Um demógrafo destaca que a identificação de “zonas azuis” se fundamentou em dados epidemiológicos com falhas significativas.
É comum ouvir que os japoneses têm uma longevidade notável, com Okinawa sendo mencionada como a região com a maior taxa de centenários do mundo. Na Itália, a Sardenha é reconhecida pela mesma fama.
Saul Newman, demógrafo das universidades de Londres e Oxford, conduziu uma pesquisa sobre a longevidade em cinco locais frequentemente citados como lar de supercentenários — pessoas com mais de 110 anos: Okinawa (Japão), Sardenha (Itália), Icaria (Grécia), Loma Linda (Califórnia) e Nicoya (Costa Rica).

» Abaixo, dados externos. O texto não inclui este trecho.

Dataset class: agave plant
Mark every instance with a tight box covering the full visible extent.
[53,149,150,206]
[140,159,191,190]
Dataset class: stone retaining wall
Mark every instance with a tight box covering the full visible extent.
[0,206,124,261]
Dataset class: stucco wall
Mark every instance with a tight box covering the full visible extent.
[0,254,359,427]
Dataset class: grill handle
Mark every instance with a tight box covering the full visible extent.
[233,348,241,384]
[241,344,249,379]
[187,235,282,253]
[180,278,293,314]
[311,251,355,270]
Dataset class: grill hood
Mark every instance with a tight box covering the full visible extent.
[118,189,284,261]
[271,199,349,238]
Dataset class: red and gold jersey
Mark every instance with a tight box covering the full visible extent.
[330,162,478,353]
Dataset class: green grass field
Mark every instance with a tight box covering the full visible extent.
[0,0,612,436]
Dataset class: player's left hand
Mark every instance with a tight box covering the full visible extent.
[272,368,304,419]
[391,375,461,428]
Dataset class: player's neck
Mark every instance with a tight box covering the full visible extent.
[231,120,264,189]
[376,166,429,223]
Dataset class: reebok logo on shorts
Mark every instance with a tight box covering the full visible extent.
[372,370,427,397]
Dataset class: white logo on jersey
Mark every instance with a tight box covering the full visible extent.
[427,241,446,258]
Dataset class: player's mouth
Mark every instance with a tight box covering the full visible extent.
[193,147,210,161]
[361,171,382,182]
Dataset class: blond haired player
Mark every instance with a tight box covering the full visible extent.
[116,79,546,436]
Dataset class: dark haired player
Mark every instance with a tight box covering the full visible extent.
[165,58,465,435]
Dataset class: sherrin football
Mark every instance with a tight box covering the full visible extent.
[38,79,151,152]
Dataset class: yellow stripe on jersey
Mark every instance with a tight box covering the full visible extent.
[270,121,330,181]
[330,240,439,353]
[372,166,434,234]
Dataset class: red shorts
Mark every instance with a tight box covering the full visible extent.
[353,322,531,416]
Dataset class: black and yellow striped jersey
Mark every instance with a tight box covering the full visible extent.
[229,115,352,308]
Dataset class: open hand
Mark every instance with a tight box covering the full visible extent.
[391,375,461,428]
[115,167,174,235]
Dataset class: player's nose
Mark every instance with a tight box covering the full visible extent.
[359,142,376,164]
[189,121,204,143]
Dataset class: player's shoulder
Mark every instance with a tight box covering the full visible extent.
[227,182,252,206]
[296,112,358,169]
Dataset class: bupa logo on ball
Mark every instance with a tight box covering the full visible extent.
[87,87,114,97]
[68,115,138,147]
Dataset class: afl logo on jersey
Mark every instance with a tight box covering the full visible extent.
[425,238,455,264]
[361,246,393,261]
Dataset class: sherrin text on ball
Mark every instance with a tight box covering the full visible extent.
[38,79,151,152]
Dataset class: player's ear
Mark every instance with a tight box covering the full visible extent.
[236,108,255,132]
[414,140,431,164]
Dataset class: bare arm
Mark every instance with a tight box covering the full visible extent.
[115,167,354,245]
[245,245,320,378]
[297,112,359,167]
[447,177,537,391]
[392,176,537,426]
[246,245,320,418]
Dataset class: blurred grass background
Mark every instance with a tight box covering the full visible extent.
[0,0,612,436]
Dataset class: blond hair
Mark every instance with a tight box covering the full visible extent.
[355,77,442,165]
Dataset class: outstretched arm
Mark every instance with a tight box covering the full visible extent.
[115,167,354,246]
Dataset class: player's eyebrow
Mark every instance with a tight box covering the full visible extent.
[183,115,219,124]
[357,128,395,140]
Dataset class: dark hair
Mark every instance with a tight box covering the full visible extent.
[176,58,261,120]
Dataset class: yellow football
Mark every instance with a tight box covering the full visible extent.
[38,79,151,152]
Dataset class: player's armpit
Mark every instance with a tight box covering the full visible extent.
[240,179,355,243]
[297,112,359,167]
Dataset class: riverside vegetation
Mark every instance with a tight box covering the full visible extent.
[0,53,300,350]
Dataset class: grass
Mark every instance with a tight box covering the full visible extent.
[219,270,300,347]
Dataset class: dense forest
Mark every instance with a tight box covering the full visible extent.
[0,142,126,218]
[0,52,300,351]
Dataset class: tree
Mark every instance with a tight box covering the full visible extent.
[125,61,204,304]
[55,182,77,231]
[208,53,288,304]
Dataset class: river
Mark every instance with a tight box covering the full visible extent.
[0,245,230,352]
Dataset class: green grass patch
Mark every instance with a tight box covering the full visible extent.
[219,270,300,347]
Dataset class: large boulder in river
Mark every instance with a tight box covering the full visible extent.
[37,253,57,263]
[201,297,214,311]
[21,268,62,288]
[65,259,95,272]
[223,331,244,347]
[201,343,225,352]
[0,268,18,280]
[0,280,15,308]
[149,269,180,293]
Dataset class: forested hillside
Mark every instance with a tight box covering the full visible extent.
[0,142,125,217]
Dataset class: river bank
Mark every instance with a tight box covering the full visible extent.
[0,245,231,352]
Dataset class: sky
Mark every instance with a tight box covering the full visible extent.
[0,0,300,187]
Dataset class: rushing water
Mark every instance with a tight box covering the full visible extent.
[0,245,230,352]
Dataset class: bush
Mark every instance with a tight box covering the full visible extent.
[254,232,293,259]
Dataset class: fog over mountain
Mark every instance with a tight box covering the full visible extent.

Essas áreas foram rotuladas como “zonas azuis”, um título que atraiu turistas e gerou interesse econômico. Há uma curiosidade crescente sobre a dieta dos moradores, seus hábitos diários, atividades físicas e medicamentos utilizados.
Entretanto, o estudo de Saul Newman trouxe à tona resultados surpreendentes: a seleção dessas zonas azuis baseou-se em dados epidemiológicos repletos de erros e viés estatístico que nunca deveriam ter sido aceitos pela comunidade científica.
Nos Estados Unidos, por exemplo, em épocas em que o registro de nascimentos e mortes não era rigoroso, havia um grande número de supercentenários. A introdução de certidões de nascimento e atestados de óbito fez com que esse número caísse entre 69% e 82%.
Em países como Itália, França e Inglaterra, onde os registros são mais consistentes, a pesquisa revelou que a longevidade da população é afetada por fatores como pobreza, condições de saúde precárias, baixa renda per capita e alta criminalidade. Nesses lugares, apenas 18% dos indivíduos considerados supercentenários resistiram a uma verificação rigorosa das certidões.
Nos Estados Unidos, esse número se aproxima de zero. De 500 pessoas que alegavam ter mais de 110 anos, apenas sete possuíam certidão de nascimento e apenas 50 tinham atestado de óbito.
Newman também constatou que cerca de 70% dos centenários na Grécia faleceram antes de atingir essa idade, mas suas famílias continuavam a receber aposentadorias. Investigações recentes apontaram que mais de 9.000 gregos estariam nessa situação, alegando ter mais de 100 anos.
O autor analisa detalhadamente o caso de Okinawa, frequentemente mencionado como um exemplo de longevidade desde 2004. Revisões feitas por órgãos governamentais revelaram que Okinawa possui a segunda menor renda do Japão, a maior porcentagem de idosos dependendo de auxílio previdenciário, o segundo menor salário mínimo e os maiores índices de desemprego do país. Entre os cidadãos considerados centenários, 82% já haviam falecido há anos.
Os dados sobre o consumo de peixes gordurosos e vegetais, como a batata-doce, que anteriormente sustentavam a ideia da longevidade local, apresentaram erros significativos. Okinawa, na verdade, tem o menor consumo per capita de frutas e vegetais do Japão e é a região que mais consome cerveja e “Kentucky Fried Chicken”, além de ter índices de massa corporal (IMC) elevados entre os idosos.
Na realidade, Okinawa, Sardenha e Icaria são áreas empobrecidas em países desenvolvidos. Apesar de serem rotuladas como zonas azuis, essas regiões têm níveis educacionais mais baixos e indicadores de saúde precários. A aparente longevidade é, em grande parte, fruto de manipulações políticas, viés estatístico e fraudes previdenciárias. Quando Icaria foi reconhecida como zona azul, apresentava índices de obesidade superiores aos dos Estados Unidos.
Loma Linda e Nicoya não se destacam pelo número de supercentenários, mas pela alta expectativa de vida média da população. Contudo, dados recentes do CDC mostraram que Loma Linda não está entre as cidades americanas com maior longevidade.
Em Nicoya, um fenômeno similar é observado: no censo de 2000, essa região apresentava um dos menores índices de longevidade da Costa Rica.
Em uma entrevista ao jornalista André Biernath, da BBC, Newman declarou: “Para mim, esses erros foram ignorados porque, primeiramente, há algo muito lucrativo a ser vendido. Em segundo lugar, as pessoas desejam soluções fáceis para problemas que demandam esforço intenso.”